「これって給料出るんですか?」…現場の「ベテラン職人」を大激怒させた19歳「新卒社員」からのまさかの要求

労務相談やハラスメント対応を主力業務として扱っている社労士である私が、企業の皆様から受けるご相談は年々多様化しています。近年、特に増えているのが、「若手社員との距離感がわからない」という、建設業の経営者や現場責任者からの声です。「怒鳴ればパワハラと言われる。でも危険な仕事だから、出来ないなら言い続けないといけない」……。そんな戸惑いを抱えた“現場のおじさんたち”は、いま確実に増えています。

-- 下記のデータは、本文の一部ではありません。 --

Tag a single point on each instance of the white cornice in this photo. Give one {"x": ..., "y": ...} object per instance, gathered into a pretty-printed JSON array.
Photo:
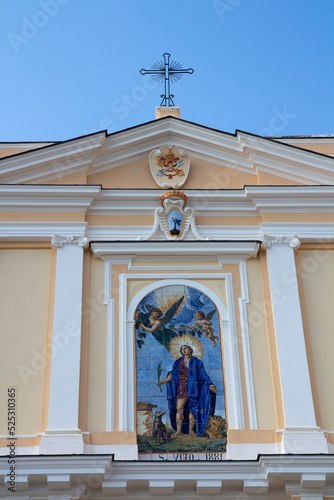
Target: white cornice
[
  {"x": 40, "y": 231},
  {"x": 221, "y": 233},
  {"x": 51, "y": 162},
  {"x": 47, "y": 198}
]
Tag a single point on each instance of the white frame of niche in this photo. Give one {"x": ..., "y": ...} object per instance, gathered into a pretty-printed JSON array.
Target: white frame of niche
[{"x": 225, "y": 253}]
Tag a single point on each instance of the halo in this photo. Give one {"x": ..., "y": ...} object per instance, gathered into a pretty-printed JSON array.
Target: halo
[{"x": 177, "y": 342}]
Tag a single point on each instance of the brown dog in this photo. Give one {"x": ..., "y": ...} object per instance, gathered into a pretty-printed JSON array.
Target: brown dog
[{"x": 160, "y": 433}]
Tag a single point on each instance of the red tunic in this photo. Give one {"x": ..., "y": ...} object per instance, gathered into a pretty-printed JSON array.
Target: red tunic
[{"x": 182, "y": 391}]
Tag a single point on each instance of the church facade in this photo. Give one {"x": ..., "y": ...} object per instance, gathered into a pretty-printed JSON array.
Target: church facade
[{"x": 166, "y": 297}]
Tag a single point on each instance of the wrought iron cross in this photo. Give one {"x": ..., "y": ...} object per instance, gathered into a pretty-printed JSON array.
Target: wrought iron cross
[{"x": 163, "y": 70}]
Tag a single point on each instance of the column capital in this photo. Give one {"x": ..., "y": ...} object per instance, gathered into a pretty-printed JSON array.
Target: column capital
[
  {"x": 58, "y": 241},
  {"x": 282, "y": 241}
]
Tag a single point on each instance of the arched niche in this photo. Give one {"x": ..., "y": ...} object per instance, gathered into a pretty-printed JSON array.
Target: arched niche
[{"x": 233, "y": 392}]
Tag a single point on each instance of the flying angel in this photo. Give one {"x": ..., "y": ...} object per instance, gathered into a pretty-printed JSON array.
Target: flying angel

今回は、社員30名規模の建設会社で起きた、ある新卒社員をめぐる相談事例をもとに、「Z世代との価値観のズレ」の本質について考えてみたいと思います。(なお、ご相談事例は個人の特定を防ぐため、複数のエピソードを組み合わせて再構成したものです)

ベテラン職人と新卒の職場のひずみ

「悪い子じゃないんです。でも、正直なところどう扱えばいいかわからないんですよ」

定期面談の際にそのように打ち明けてこられたのは、50代の男性社長でした。祖父が創業した建設会社の3代目である社長は、ご自身も多くの現場経験を持つ元・とび職。その人柄もあってベテランの職人を多く抱え、地域の現場に欠かせない人材を数多く育ててきました。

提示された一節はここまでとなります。